[](#llava-model-card)LLaVA Model Card
=====================================

[](#model-details)Model details
-------------------------------

**Model type:** LLaVA is an open-source chatbot trained by fine-tuning LLM on multimodal instruction-following data. It is an auto-regressive language model, based on the transformer architecture.
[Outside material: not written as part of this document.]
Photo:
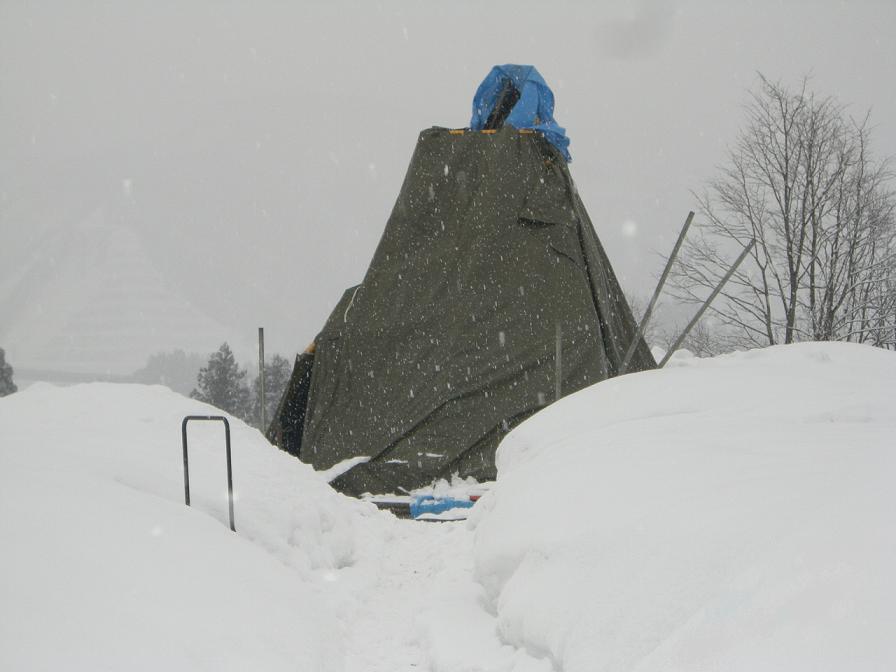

Base LLM: [NousResearch/Nous-Hermes-2-Yi-34B](https://huggingface.co/NousResearch/Nous-Hermes-2-Yi-34B)

**Model date:** LLaVA-v1.6-34B was trained in December 2023.

**Paper or resources for more information:** [https://llava-vl.github.io/](https://llava-vl.github.io/)

[](#license)License
-------------------

[NousResearch/Nous-Hermes-2-Yi-34B](https://huggingface.co/NousResearch/Nous-Hermes-2-Yi-34B) license.

**Where to send questions or comments about the model:** [https://github.com/haotian-liu/LLaVA/issues](https://github.com/haotian-liu/LLaVA/issues)

[](#intended-use)Intended use
-----------------------------

**Primary intended uses:** The primary use of LLaVA is research on large multimodal models and chatbots.

**Primary intended users:** The primary intended users of the model are researchers and hobbyists in computer vision, natural language processing, machine learning, and artificial intelligence.

[](#training-dataset)Training dataset
-------------------------------------

*   558K filtered image-text pairs from LAION/CC/SBU, captioned by BLIP.
*   158K GPT-generated multimodal instruction-following data.
*   500K academic-task-oriented VQA data mixture.
*   50K GPT-4V data mixture.
*   40K ShareGPT data.

[](#evaluation-dataset)Evaluation dataset
-----------------------------------------

A collection of 12 benchmarks, including 5 academic VQA benchmarks and 7 recent benchmarks specifically proposed for instruction-following LMMs.

## Model overview

The `llava-v1.6-34b` is an open-source chatbot developed by [liuhaotian](https://aimodels.fyi/creators/huggingFace/liuhaotian) that is trained by fine-tuning a large language model (LLM) on multimodal instruction-following data. It is based on the transformer architecture and uses the [NousResearch/Nous-Hermes-2-Yi-34B](https://huggingface.co/NousResearch/Nous-Hermes-2-Yi-34B) as its base LLM. 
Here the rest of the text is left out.